Friday, November 30, 2007

Why?

I've had no desire to write in my blog the past few days. My mind has been elsewhere after Brooklyn's Neuro appointment. I can't think of anything else but the news we received and when I do take a moment to regroup and try and think of other things I feel guilty for not focusing solely on her. My life; it's changed in an instance. And who knows what other diagnosis's we will receive. How do I find the courage to be strong, to not crumble? All I do is cry. My heart aches every time I think of what her future will be like. My poor baby girl, I want so much for this all to be a bad dream. My daughter is never going to be normal. Never. How do I find the strength to accept that? How do I pick myself up and be the strong mother that so many feel I am? Dale says I can't let this ruin our lives and I know he's right but it's so hard to deal with the reality that this is now my life. I need to grieve for what she will never be and I don't think he understands my feelings. :(

I spoke with B's pediatrician today and she said she would refer us to Boston Children's hospital for a second opinion. She also said that she was going to work on getting us a social worker who would help us out with different financial programs for children with disabilities. She said that we are going to need all the resources we can get because unfortunately, her care is going to be very expensive. She also said she would be eligible for disability. I can hardly believe it when I type it. God give me strength.

4 comments:

Melanie said...

as you said, you need to grieve. Do it how you see fit. I pray for B of course and her care now and for the future. I pray for you and your family that you will be able to grieve and then work through this difficult time, Amy. You will find the strength eventually. I'm sure your husband and family don't expect you to be bulletproof. Don't expect it of yourself, you're human. We all love you tons lady!

Mel

J said...

I agree that you need to grieve. We all have expectations for our lives and when we find out it won't be as we planned, we must grieve. No matter what the future holds, know that you are a strong woman and WONDERFUL mother to all 4 of your children. Brooklyn could not have been given a better mother.
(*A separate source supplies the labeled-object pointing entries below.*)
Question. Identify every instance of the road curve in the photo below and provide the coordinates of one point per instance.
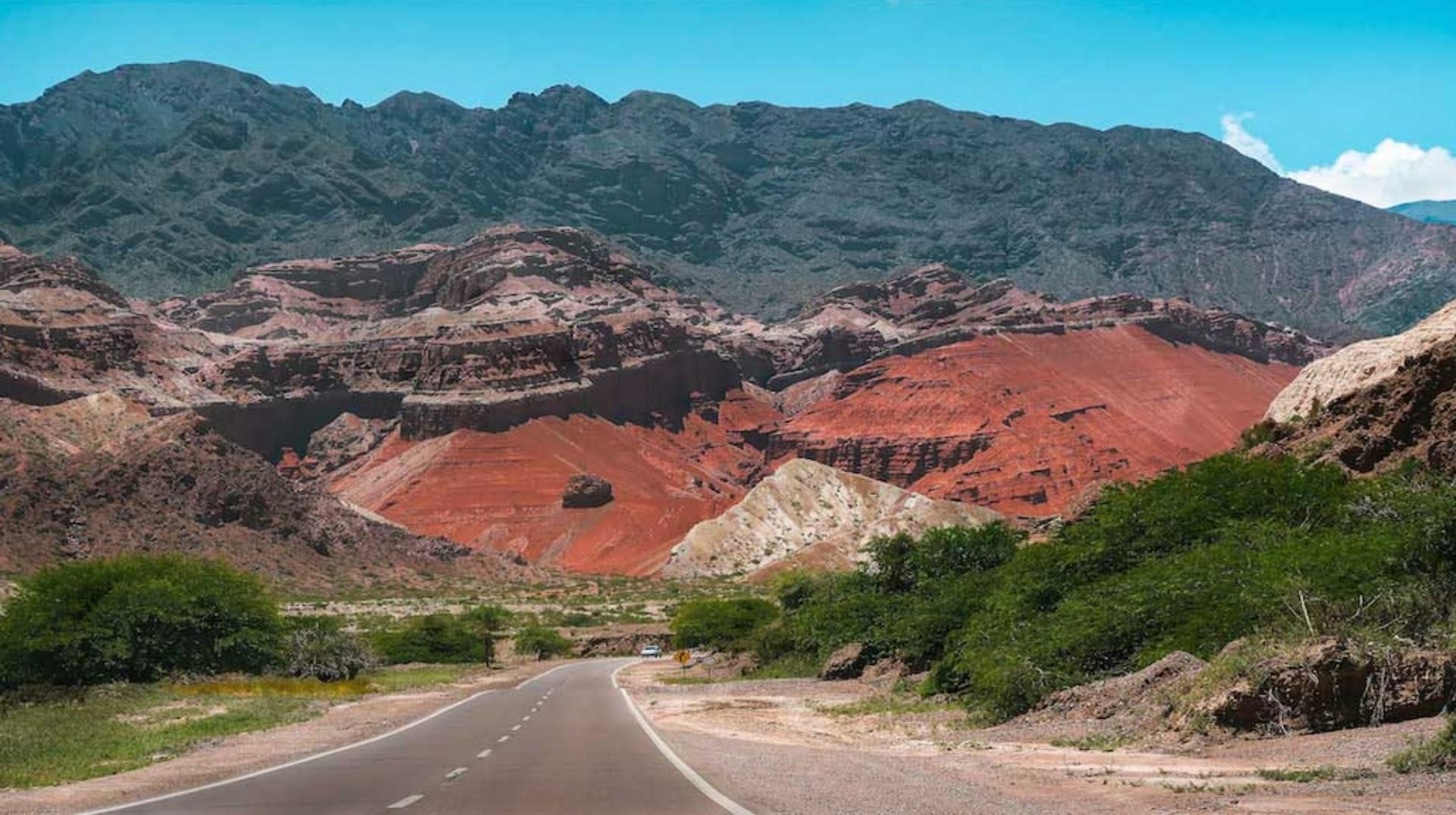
(566, 742)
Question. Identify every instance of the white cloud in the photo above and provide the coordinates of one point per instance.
(1395, 172)
(1247, 143)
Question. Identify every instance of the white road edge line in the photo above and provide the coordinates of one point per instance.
(294, 763)
(667, 751)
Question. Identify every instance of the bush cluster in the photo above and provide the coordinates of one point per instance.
(727, 625)
(542, 642)
(319, 648)
(1185, 562)
(147, 617)
(136, 619)
(444, 638)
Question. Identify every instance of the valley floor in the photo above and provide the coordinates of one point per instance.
(804, 747)
(234, 756)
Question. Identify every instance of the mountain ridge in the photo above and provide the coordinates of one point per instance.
(171, 178)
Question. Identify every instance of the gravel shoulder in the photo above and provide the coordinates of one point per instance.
(340, 725)
(781, 748)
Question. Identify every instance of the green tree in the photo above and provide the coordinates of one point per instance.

Also, always remember that miracles do happen. I love you and think of you and B every day.

Anonymous said...

Hi Amy, I just wanted you to know that you all have been in my prayers. It's oky to grieve there's been a death, your dreams for B to have a normal life it's the same as losing a child but the good thing is you can hold her and hug her and give tons of kisses you'll have good days and bad days but just hold on to the good ones. Take one day at a time and somtimes you'll have to take one hour at a time. I don't want to sound preachy or pushy just that I love you guys and really understand what your going through.

Heather said...

Absolutely nothing wrong with grieving for what Brooklyn will never know/be.
I love you and B. Hope you get her scheduled down in Boston soon and get some more detailed and thorough explanations.